'Inside The Black Box: Raising Standards Through Classroom Assessment', Paul Black and Dylan Wiliam

The origin of perhaps the most important, yet misunderstood idea in teaching.

Oct 13, 2024

There was a conversation on BlueSky this week about the decline of ‘spicy’ #educhat on social media.

Some blamed the promotion to SLT of previously controversial bloggers. Others argued that there were no ‘big things’ left to debate.

This last point reminded me of this 2018 quote from Dylan Wiliam, taken from an interview with Greg Ashman.

“We need to stop looking for the next ‘big thing’ and instead do the last big thing properly.”

Dylan Wiliam

Formative assessment was the ‘last big thing’ Wiliam was alluding to in this quote and despite the evidence for its effectiveness, it remains probably the most misunderstood, and misapplied idea in teaching & learning.

For instance, a common misapprehension is that ‘formative assessment’ and ‘assessment for learning’ are the same thing.

According to Wiliam, formative assessment is an example of assessment for learning, but not all assessment for learning is formative. For example, using low-stakes quizzes to improve retrieval strength is a form of AfL because it is an assessment that improves learning, but unless the teacher uses the results of the quizzes to change their teaching then it is not ‘formative’. It has not (in)formed subsequent teaching.

OK, I’ve used the F-word (formative) a few times now, so let’s take at look at its origins in ‘Inside the Black Box: Raising Standards Through Classroom Assessment’.

Paul Black and Dylan Wiliam were colleagues at Kings College, London when in 1998 they published ‘Inside the Black Box’. The paper coined the term ‘formative assessment’ and would shape teacher education for a generation and more.

The paper is a 9-page summary of a much larger research review conducted by Black and Wiliam into the use of assessment in the classroom.

It begins with its fundamental conclusion:

“We start from the self-evident proposition that teaching and learning must be interactive”.

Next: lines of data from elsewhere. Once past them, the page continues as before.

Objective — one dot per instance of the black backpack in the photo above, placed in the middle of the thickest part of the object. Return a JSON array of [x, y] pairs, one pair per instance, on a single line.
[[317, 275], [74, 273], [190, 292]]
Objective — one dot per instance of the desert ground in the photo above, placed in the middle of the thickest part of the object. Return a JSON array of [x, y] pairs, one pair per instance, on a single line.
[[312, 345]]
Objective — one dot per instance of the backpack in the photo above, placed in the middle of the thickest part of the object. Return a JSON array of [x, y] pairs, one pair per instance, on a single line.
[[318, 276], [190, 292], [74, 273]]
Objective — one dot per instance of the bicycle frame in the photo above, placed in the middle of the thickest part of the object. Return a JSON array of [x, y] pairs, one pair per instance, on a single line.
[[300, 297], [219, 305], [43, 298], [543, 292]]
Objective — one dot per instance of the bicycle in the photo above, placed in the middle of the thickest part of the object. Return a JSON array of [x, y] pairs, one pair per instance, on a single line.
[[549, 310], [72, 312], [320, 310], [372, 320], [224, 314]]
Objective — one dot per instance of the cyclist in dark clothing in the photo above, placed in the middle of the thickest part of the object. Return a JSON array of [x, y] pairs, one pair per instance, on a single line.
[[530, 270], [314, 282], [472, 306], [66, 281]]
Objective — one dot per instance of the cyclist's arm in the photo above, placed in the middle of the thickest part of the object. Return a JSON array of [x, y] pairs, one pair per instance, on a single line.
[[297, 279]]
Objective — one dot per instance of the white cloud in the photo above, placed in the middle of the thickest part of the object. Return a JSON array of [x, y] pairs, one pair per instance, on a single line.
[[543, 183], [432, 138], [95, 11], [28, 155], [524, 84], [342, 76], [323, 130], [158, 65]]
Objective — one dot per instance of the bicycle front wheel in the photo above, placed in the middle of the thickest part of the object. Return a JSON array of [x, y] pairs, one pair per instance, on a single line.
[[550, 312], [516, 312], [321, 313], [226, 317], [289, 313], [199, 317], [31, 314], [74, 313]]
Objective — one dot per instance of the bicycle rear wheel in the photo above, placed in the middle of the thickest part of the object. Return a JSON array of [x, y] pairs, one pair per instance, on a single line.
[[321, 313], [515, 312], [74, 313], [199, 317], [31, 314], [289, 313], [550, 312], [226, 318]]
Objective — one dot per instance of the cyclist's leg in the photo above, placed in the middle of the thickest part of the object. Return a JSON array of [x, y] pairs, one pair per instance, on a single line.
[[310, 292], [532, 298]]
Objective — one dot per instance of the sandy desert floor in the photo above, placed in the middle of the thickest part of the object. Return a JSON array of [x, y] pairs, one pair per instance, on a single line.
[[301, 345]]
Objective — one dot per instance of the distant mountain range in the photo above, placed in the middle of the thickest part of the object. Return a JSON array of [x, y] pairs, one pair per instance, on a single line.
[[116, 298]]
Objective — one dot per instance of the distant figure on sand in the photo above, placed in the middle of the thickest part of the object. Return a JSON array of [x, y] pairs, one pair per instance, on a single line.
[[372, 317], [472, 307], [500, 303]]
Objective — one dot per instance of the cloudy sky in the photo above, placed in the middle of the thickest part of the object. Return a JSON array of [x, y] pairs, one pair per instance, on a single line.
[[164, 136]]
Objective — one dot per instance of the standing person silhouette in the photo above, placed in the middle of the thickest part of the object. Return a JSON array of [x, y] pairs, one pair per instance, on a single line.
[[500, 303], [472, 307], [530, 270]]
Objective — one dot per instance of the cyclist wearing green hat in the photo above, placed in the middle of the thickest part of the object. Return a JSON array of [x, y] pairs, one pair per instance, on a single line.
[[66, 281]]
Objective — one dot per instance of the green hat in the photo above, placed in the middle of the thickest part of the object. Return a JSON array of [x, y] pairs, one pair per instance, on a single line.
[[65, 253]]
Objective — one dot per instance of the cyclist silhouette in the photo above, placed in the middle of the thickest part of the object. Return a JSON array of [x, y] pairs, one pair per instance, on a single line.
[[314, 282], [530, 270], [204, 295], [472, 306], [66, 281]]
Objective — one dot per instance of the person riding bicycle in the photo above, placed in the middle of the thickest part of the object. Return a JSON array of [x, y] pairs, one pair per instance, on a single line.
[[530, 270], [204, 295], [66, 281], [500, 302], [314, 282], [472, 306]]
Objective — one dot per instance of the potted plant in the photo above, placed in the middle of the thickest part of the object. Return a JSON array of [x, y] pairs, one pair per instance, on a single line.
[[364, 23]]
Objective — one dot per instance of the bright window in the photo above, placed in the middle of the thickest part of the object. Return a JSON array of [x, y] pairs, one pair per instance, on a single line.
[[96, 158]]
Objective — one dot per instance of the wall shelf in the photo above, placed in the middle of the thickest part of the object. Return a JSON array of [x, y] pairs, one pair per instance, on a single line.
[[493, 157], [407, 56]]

At the heart of the paper are three questions:

Is there research evidence that formative assessment improves standards?
Is there research evidence that formative assessment is absent or improperly used in classrooms?
Is there research evidence about how to implement formative assessment?

According to the paper, the answer to the first question is YES. Black and Wiliam argue that their research review revealed an effect size of between 0.4 and 0.7 when formative assessment is used effectively. All things being equal this amounts to several months of progress above those that can be achieved without such a change in teacher practice. Significantly, the paper argues that the gains that can be made through formative assessment are particularly noticeable with students with lower levels of prior attainment. Suggesting that formative assessment can help students on the grade 4/5 boundary make life-changing improvements to their learning.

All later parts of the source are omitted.